In the context of product packaging, color can only be distinctive for trademark purposes when combined with a shape, pattern, or design, the Tenth Circuit U.S. Court of Appeals has ruled when holding that on its own, a color scheme is not "inherently distinctive" enough for legal protection.
The dispute involved the packaging for Forney Industries' metalworking parts and accessories, which has used some combination of red, yellow, black, and white coloration since at least 1989. Forney described the mark it sought to protect as follows:
"The Forney Color Mark is a combination and arrangement of colors defined by a red into yellow background with a black banner/header that includes white letters. More specifically, the Forney Color Mark includes red and yellow as the dominate [sic] background colors. Red typically starts at the bottom of the packaging, continues up the packaging and may form borders. Red may also be used in accents including but not limited to lettering. Yellow typically begins higher than the red and continues up the packaging. Yellow may also provide borders and be used in accents including but not limited to lettering. A black banner is positioned toward the top of the package label or backer card. Black may also be used in accents including but not limited to lettering. White is used in lettering and accents."
Forney filed suit against competitor Daco of Missouri, alleging the defendant infringed on its protected mark by packaging its line of metalworking parts with similar colors and a flame motif. A district court granted summary judgment to Daco and the Tenth Circuit affirmed.
"Forney's use of color, which was not associated with any particular shape, pattern, or design, was not adequately defined to be inherently distinctive, and Forney failed to produce sufficient evidence that its use of color in its line of products had acquired secondary meaning (that is, that the relevant public understood those colors to identify Forney as the source)," the three-judge panel wrote.
Reviewing the Lanham Act's protection for trade dress, the court noted that the law relating to whether a trademark is inherently distinctive is more developed for word marks than trade dress, although the courts were once split on whether trade dress could ever be inherently distinctive.
That split was resolved by the U.S. Supreme Court in 1992 in Two Pesos, Inc. v. Taco Cabana, Inc., when the Justices held that a product's trade dress, like other forms of trademark, could be protected under the Lanham Act by showing that it was inherently distinctive.
However, courts have struggled in the ensuing decades to come up with an appropriate test, particularly since the Court ruled that a product's color cannot be inherently distinctive. Given these parameters, the Tenth Circuit determined that "the use of color in product packaging can be inherently distinctive (so that it is unnecessary to show secondary meaning) only if specific colors are used in combination with a well-defined shape, pattern, or other distinctive design."

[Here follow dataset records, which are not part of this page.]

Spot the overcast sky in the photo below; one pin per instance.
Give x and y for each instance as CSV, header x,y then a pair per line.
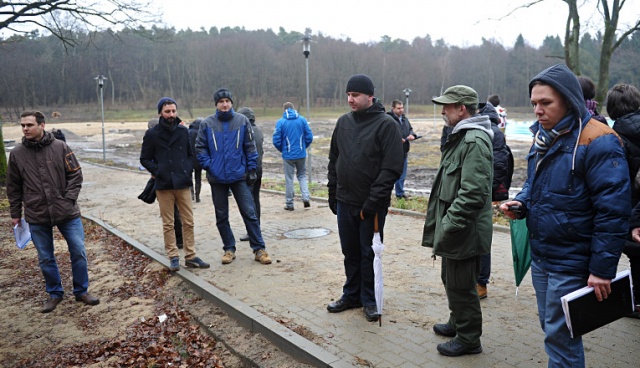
x,y
459,22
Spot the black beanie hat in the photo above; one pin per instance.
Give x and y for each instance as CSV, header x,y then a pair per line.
x,y
222,93
360,83
166,100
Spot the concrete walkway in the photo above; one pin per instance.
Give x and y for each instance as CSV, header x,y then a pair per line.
x,y
307,274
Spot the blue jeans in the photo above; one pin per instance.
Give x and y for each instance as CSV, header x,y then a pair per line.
x,y
73,233
244,199
356,237
298,167
485,269
563,351
400,181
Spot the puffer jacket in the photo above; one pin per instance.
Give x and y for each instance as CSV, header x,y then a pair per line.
x,y
459,223
292,135
365,158
46,177
226,149
166,154
578,199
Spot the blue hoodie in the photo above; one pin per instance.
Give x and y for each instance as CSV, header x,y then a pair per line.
x,y
292,135
578,198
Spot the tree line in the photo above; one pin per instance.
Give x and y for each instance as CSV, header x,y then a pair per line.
x,y
264,68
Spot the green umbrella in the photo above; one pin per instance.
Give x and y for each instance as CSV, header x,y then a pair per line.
x,y
520,249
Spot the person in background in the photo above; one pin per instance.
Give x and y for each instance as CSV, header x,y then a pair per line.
x,y
177,220
58,134
365,160
502,112
166,154
623,106
259,138
227,151
292,136
459,222
197,168
44,177
576,200
406,131
589,93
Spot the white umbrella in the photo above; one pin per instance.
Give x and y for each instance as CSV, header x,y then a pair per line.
x,y
378,282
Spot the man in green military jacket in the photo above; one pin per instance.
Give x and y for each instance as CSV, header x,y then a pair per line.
x,y
459,222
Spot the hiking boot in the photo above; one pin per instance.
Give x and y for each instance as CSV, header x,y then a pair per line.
x,y
196,263
443,329
174,264
482,291
262,256
454,348
87,299
228,257
50,305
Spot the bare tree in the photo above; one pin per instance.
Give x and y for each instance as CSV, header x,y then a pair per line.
x,y
63,17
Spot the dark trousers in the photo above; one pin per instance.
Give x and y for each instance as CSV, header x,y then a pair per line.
x,y
356,237
459,279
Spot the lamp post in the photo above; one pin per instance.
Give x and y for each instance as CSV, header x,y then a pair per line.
x,y
306,50
407,92
101,78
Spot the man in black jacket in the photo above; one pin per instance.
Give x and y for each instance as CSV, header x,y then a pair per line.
x,y
365,160
167,154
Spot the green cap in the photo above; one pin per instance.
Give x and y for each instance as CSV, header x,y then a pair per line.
x,y
462,95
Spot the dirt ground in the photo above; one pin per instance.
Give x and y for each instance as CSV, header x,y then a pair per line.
x,y
146,316
74,328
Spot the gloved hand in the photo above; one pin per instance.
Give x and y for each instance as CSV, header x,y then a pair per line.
x,y
251,177
333,204
368,211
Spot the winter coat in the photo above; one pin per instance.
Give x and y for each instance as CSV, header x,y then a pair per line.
x,y
628,127
193,134
578,198
502,156
166,154
459,222
405,130
226,149
46,177
365,158
292,135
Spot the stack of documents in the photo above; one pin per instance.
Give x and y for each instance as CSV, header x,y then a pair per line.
x,y
584,313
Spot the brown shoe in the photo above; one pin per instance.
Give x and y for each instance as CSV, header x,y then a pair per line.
x,y
87,299
228,257
50,305
482,291
262,256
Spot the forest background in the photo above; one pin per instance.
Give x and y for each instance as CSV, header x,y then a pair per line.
x,y
264,68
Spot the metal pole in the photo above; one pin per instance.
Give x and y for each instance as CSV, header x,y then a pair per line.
x,y
309,155
104,150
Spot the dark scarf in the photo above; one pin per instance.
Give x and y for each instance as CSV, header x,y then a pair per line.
x,y
544,139
224,116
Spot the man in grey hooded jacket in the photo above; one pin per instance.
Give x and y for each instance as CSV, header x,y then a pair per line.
x,y
459,223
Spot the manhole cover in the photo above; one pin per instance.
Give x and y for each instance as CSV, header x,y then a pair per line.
x,y
306,233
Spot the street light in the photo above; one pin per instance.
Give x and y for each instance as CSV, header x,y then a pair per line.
x,y
101,78
306,50
407,92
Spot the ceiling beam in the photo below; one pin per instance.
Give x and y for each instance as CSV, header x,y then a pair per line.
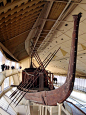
x,y
41,23
56,24
6,50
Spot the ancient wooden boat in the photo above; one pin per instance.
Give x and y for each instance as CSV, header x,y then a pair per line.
x,y
51,96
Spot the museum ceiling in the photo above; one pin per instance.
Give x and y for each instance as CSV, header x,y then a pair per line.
x,y
43,25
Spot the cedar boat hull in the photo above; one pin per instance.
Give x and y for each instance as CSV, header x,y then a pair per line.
x,y
62,93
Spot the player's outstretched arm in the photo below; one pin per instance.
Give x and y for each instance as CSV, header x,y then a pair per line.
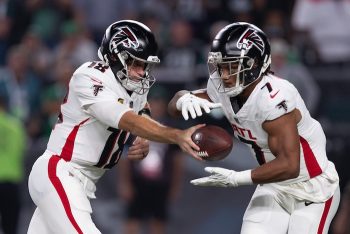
x,y
154,131
191,103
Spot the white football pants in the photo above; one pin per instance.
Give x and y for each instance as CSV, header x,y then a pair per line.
x,y
265,216
60,197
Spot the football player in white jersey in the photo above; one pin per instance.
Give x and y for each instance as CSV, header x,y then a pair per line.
x,y
297,186
103,106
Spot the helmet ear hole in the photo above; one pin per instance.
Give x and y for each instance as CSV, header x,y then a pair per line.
x,y
113,58
256,63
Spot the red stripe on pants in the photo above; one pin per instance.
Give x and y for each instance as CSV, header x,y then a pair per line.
x,y
327,206
60,190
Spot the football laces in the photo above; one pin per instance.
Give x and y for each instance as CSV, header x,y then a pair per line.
x,y
202,154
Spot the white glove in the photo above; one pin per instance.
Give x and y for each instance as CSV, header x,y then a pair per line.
x,y
221,177
194,105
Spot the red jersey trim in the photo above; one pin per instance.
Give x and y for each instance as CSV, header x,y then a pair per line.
x,y
68,147
312,165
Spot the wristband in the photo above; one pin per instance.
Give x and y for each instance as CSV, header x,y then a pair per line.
x,y
244,177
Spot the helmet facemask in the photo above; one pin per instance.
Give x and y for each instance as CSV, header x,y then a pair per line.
x,y
237,66
136,83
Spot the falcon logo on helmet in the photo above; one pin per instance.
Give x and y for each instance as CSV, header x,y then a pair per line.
x,y
250,38
126,36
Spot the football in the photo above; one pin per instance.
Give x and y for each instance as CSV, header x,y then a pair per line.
x,y
215,143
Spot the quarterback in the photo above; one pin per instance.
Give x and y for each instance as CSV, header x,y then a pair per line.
x,y
106,102
297,186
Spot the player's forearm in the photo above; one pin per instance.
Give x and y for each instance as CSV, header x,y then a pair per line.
x,y
148,128
172,110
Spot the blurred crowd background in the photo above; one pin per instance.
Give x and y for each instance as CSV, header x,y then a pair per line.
x,y
42,42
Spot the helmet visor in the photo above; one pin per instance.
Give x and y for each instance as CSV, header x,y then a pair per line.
x,y
228,74
136,75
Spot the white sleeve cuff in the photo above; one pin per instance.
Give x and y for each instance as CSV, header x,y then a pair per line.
x,y
244,177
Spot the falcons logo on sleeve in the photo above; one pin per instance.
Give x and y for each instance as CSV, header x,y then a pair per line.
x,y
250,38
124,36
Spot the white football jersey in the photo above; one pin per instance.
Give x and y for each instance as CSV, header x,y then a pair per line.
x,y
271,98
91,139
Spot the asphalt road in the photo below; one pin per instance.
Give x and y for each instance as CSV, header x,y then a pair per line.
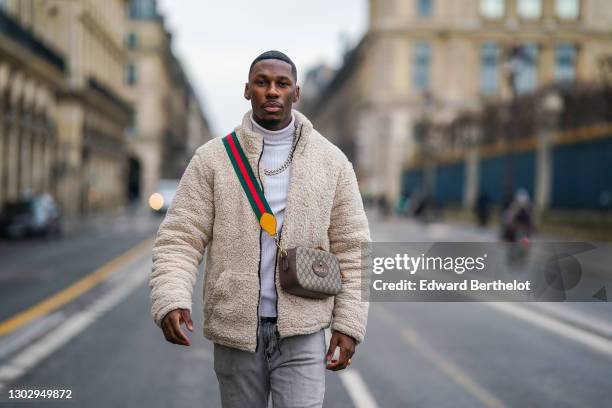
x,y
414,355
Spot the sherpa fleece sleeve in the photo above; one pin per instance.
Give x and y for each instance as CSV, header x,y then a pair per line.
x,y
348,230
181,240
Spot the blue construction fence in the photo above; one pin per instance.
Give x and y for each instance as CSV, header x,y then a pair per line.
x,y
581,177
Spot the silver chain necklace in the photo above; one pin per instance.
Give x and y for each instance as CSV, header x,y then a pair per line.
x,y
287,161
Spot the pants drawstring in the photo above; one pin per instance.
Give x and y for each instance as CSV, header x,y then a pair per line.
x,y
271,336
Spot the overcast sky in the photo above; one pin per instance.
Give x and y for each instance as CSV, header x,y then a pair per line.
x,y
216,41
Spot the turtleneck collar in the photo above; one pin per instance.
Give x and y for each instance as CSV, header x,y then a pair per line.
x,y
275,137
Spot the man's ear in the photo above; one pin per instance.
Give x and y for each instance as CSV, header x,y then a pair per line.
x,y
296,96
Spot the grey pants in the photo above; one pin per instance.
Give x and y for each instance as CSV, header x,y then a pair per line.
x,y
292,370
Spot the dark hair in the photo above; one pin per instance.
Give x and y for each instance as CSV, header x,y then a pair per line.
x,y
277,55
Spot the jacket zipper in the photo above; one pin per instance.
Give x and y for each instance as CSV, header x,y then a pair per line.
x,y
259,267
280,237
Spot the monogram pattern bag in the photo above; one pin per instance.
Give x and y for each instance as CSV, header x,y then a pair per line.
x,y
310,272
306,272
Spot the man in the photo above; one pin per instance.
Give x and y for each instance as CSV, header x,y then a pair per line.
x,y
265,339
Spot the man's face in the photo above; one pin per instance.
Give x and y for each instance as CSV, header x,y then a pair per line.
x,y
272,91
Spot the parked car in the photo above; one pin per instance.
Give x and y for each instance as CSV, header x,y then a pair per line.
x,y
161,199
36,216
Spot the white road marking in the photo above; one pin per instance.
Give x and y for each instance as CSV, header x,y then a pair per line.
x,y
443,364
29,333
357,388
62,334
578,335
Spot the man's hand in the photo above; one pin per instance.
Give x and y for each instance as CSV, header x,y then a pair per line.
x,y
171,326
347,349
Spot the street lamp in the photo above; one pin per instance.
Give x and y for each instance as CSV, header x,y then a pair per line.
x,y
514,58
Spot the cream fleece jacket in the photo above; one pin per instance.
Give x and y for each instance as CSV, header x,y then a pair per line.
x,y
211,212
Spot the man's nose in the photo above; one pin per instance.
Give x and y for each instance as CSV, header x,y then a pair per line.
x,y
272,91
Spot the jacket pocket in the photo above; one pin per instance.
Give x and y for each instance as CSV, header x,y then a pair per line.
x,y
233,303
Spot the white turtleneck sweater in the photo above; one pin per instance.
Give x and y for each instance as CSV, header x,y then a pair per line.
x,y
276,147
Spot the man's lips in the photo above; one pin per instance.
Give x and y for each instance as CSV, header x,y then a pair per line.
x,y
272,107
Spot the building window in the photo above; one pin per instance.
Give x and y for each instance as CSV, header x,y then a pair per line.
x,y
530,9
132,41
131,74
142,9
567,9
493,9
565,63
489,80
424,7
527,70
421,66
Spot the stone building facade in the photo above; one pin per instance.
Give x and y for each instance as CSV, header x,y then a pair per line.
x,y
429,59
94,106
169,123
90,112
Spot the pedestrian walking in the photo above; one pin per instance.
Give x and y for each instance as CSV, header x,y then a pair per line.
x,y
273,184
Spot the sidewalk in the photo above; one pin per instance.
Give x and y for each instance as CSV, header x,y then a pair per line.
x,y
79,224
592,317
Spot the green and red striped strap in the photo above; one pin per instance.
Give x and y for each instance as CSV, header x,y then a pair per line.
x,y
251,188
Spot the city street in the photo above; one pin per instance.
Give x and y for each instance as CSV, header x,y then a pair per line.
x,y
98,339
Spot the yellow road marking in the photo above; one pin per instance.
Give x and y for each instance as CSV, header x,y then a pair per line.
x,y
71,292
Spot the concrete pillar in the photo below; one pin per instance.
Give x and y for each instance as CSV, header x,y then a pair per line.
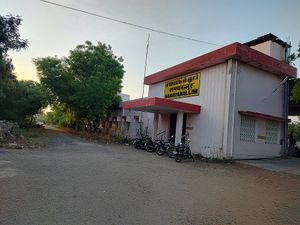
x,y
155,125
179,123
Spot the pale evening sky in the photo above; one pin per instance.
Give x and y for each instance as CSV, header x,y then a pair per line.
x,y
54,31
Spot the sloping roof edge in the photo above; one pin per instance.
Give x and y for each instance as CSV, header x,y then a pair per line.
x,y
233,51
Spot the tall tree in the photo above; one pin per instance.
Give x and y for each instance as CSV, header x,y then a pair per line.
x,y
87,81
9,40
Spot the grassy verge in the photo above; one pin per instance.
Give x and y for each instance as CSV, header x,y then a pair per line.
x,y
26,138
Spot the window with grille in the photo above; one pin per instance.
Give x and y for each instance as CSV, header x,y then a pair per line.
x,y
272,132
248,128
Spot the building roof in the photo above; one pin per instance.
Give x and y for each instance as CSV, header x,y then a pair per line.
x,y
161,105
236,51
268,37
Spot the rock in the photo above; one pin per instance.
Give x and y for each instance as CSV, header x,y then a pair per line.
x,y
6,128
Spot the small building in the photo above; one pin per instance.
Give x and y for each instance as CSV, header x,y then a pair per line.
x,y
126,122
231,102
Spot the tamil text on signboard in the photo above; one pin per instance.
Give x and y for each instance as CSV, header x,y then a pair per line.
x,y
183,87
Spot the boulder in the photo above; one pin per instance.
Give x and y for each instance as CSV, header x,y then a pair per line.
x,y
7,127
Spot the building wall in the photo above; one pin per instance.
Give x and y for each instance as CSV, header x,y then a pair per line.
x,y
264,47
205,129
270,48
254,93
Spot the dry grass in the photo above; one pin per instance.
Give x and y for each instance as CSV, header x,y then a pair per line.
x,y
26,138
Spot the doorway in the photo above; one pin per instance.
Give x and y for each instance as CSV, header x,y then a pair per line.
x,y
173,120
184,127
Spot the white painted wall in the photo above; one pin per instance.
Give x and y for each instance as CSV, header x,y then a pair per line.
x,y
264,47
271,49
254,93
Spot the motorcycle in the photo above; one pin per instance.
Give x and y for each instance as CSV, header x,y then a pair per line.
x,y
165,147
139,143
151,146
183,151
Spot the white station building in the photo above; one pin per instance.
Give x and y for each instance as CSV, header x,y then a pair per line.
x,y
231,102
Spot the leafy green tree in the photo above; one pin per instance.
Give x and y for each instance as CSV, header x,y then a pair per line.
x,y
87,81
9,40
61,115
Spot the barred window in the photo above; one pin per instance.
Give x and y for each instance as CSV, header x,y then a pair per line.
x,y
248,128
272,132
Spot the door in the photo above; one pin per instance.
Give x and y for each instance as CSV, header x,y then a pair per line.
x,y
173,120
184,127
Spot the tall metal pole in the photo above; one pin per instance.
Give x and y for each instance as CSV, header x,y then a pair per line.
x,y
146,60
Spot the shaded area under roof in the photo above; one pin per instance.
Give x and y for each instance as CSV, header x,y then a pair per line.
x,y
161,105
267,37
237,51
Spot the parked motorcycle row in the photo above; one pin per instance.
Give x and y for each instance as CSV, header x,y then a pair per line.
x,y
178,152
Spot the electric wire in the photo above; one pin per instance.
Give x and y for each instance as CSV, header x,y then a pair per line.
x,y
130,24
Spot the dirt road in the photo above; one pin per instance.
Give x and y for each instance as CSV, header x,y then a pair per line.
x,y
75,182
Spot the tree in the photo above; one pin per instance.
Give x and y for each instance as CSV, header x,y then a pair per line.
x,y
296,90
19,100
87,81
9,40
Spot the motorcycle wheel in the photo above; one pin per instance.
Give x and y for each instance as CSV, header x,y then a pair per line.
x,y
177,158
136,145
170,154
159,151
149,148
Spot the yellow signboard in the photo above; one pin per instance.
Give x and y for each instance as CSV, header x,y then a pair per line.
x,y
183,87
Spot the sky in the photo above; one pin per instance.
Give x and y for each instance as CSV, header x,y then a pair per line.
x,y
54,31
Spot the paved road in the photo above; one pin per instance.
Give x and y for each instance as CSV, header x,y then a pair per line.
x,y
75,182
288,165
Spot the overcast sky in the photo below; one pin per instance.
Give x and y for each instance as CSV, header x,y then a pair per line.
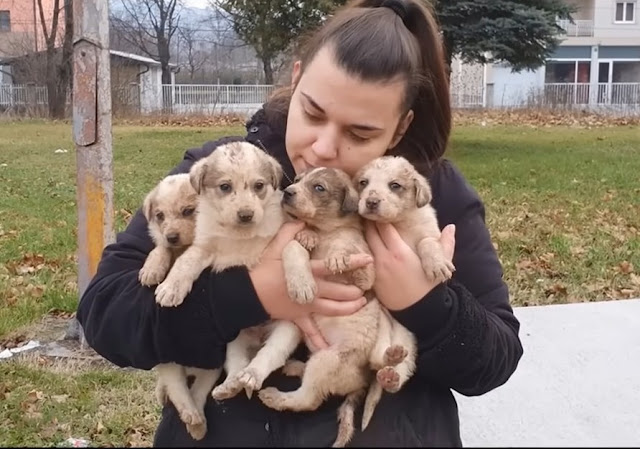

Applying this standard to Forney's product packaging, the court questioned whether the description provided by the company would satisfy the requirement for a protectable mark. "Forney's description is too vague," the panel wrote. "For example, Forney says that the yellow 'typically' begins higher than red. Lettering and accents 'may' be red, yellow, white, or black. This failure in the description cannot be blamed on any shortcoming in counsel's power of expression. It is probably the best that one could do, given the variety of packaging that Forney has used on its products over the years."
Forney used the color combination "in such diverse ways that there is no consistent shape, pattern, or design we can discern from its description of its mark or from the examples it provides," the court concluded.
The plaintiff, relying on an affidavit from the Forney CEO who listed the company's promotional and advertising efforts over the last 25 years and its half a billion dollars in sales, similarly failed to convince the panel that its trade dress had developed secondary meaning.
While agreeing that advertising "can be strongly probative" of secondary meaning, the court said Forney's was not directed at highlighting the trade dress. As for the sales figures, the company failed to indicate how the sales related to the color mark.
To read the decision in Forney Industries, Inc. v. Daco of Missouri, Inc., click here.
Why it matters: The Tenth Circuit emphasized that trademark protection is available for color when used in association with a particular shape, pattern, or design. But Forney failed to demonstrate that it used the specified colors in such a manner, facing particular trouble as its packaging changed significantly over the more than 20 years at issue. Given the changes, how "is a consumer supposed to have come to associate the packaging with Forney?" the panel asked, affirming summary judgment for the defendant.